Pakistan sent troops, artillery and helicopter gunships to the troubled North Waziristan region on Sunday in a long-expected military operation just a week after a deadly insurgent attack on the country’s biggest airport.

The Taliban and ethnic Uzbek fighters holed up in North Waziristan — home to some of Pakistan’s most feared terrorists and al-Qaida commanders — have both claimed responsibility for last Sunday’s commando-style attack on Karachi airport.

The brazen all-night assault all but destroyed prospects of peace talks with the terrorists, who are fighting to topple the Pakistani government and impose a strict Sharia-based theocracy in the nuclear-armed nation.

The army said a total of 105 insurgents, mostly Uzbeks, were killed by air strikes which preceded the ground operation.

It was not known where in North Waziristan, a mountainous ethnic Pashtun region on the Afghan border, the operation was taking place.

Prime Minister Nawaz Sharif had long opposed outright military action, stressing the need to bring the Taliban to the negotiating table, and the decision to send troops means that the powerful army had once again won the upper hand in Pakistan.

It also raises the risk of revenge attacks by Taliban insurgents outside the tribal region after the Taliban vowed to strike back and hit Pakistani security and government targets.

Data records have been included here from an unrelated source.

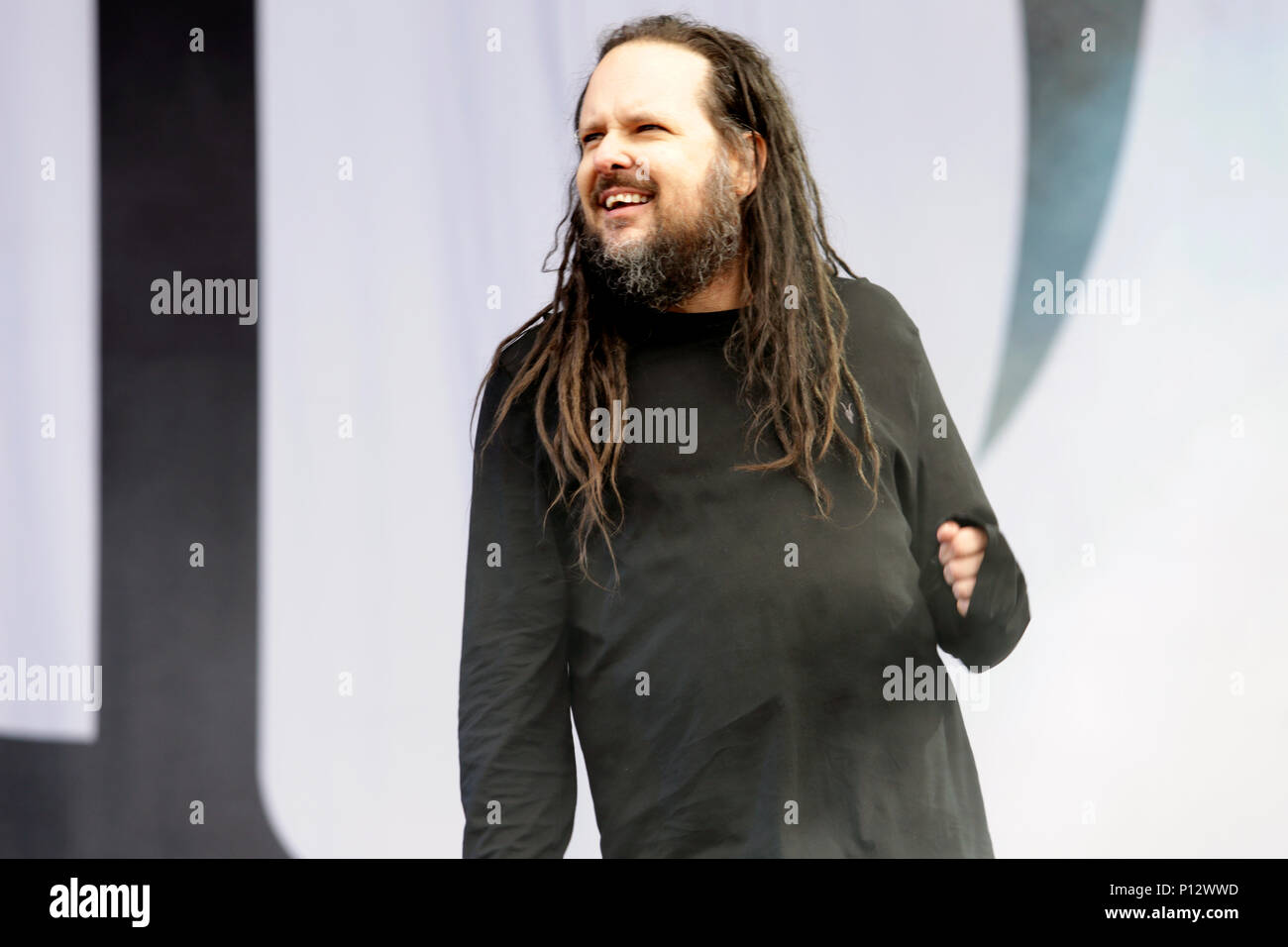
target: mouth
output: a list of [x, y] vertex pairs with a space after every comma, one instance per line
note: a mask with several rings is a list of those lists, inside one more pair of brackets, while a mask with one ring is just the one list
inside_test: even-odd
[[636, 214], [641, 214], [644, 207], [652, 202], [653, 195], [626, 191], [611, 193], [608, 197], [601, 198], [599, 207], [608, 218], [635, 216]]

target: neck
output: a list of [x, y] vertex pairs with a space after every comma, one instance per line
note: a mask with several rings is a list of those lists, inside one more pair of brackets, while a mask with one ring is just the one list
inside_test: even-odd
[[667, 312], [724, 312], [741, 309], [746, 300], [742, 278], [742, 260], [735, 259], [688, 299], [670, 307]]

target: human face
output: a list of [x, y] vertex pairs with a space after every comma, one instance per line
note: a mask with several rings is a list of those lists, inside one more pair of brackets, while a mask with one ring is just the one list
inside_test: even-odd
[[[683, 46], [626, 43], [600, 61], [582, 100], [586, 262], [657, 308], [690, 296], [739, 251], [746, 179], [702, 107], [708, 72]], [[605, 206], [623, 191], [645, 202]]]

In anticipation of more violence, families have been fleeing North Waziristan into other parts of Pakistan as a climate of fear has gripped the lawless mountainous region.

It was not immediately known whether there were any civilian casualties. Journalists’ movements are restricted in the ethnic Pashtun region where the army has imposed a curfew, and verifying official or insurgent accounts is next to impossible.

Military sources told Reuters that Pakistan had sent 40,000 troops to the region for the operation, bringing the total to 80,000 and sealing off the border with Afghanistan.

“Around 40,000 additional troops have been moved into North Waziristan for the operation, backed by artillery and helicopter gunships,” said a military official.

“The border with Afghanistan has been sealed off with thousands of troops to keep terrorists from escaping to Afghanistan.”